Edgerly said college coaches inquired as to whether or not a former basketball and volleyball player had the toughness to play football, especially at the next level.
“There’s an old Bill Parcells expression: if they don’t bite as puppies, they’re never going to bite,” Edgerly said. “This kid had a natural toughness to him, and a natural high motor. Whatever he wasn’t able to do, it wasn’t for a lack of toughness or physicality. He’s learning the game and the techniques.”
With the testy waters of college recruiting now behind him, and with a locker nameplate waiting for him in Charlottesville after high school graduation, McNamara is anxious for his senior season to begin.
“I think it’s good that I can fully focus on my team and football this year, and not focus on recruiting,” McNamara said. “It can be a lot, texting and DM’ing coaches. It’s a fun process, but it is stressful. I am happy to have it over with.”
Edgerly is also eager to get the Caseys going this fall.
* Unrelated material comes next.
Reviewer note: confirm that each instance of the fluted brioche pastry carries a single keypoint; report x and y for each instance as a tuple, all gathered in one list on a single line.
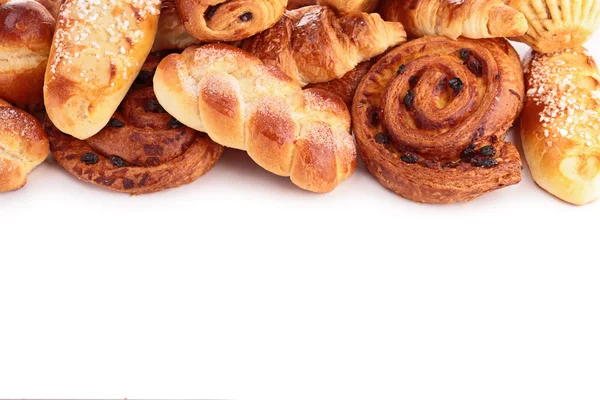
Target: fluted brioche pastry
[(556, 25), (26, 30), (53, 6), (560, 124), (347, 6), (316, 44), (431, 116), (142, 150), (23, 146), (242, 103), (473, 19), (97, 52), (171, 34), (229, 20), (346, 86)]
RBC will be returning a plethora of starters, and McNamara figures to be at the top of that heap.
“The improvement he showed from Week Zero to the end of the season was meteoric,” Edgerly said. “We’re hoping with that experience, that success – and now that strength, size, and confidence that comes with it – that he can take his game to another level. If it does, I think he can be a heck of a football player.”